S.Pellegrino sempre più brand internazionale dell’acqua minerale.

Il gruppo delle acque minerali e delle bibite con la stella rossa ha chiuso il bilancio civilistico 2016 con ricavi di 895 milioni, in lieve calo rispetto ai 911 dell’anno prima. Hanno pesato la cessione, in estate, di Recoaro (dopo S.Bernardo e Pejo) e l’estate tiepida non favorevole per i consumi.

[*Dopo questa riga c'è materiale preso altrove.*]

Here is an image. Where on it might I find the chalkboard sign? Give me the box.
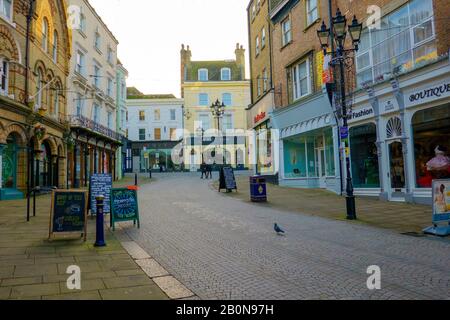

In dettaglio, in Italia Sanpellegrino ha perso nella sola grande distribuzione il 3% a 378 milioni per l’acqua e le bibite e l’1% a volume. Nel complesso il gruppo ha registrato nel nostro Paese un fatturato di 416,5 milioni, rafforzando la quota nel canale retail moderno e la leadership a volume.
“Sapevamo di non poter replicare il 2015 – ha detto Stefano Agostini, ad del gruppo controllato da Nestlé – ma, alla fine, la performance dell’acqua minerale è stata positiva; meno quella delle bibite che ha sofferto anche nel canale Horeca. Il budget 2017 indica una crescita nell’acqua minerale dell’1,5-2%. E questo è un comparto che pesa per il 70% dei nostri ricavi”.

L’azienda ha confermato la leadership nel settore della ristorazione con il  brand Levissima, cresciuto del 4% mentre Nestlé Vera ha registrato un incremento dell’1,3% a volume.

L’export rappresenta il 54% delle vendite e l’acqua S.Pellegrino ha tagliato il traguardo del miliardo di bottiglie vendute nel mondo, con un incremento del 5% rispetto al 2015. Anche Acqua Panna ha chiuso il 2016 in crescita rispetto all’anno precedente.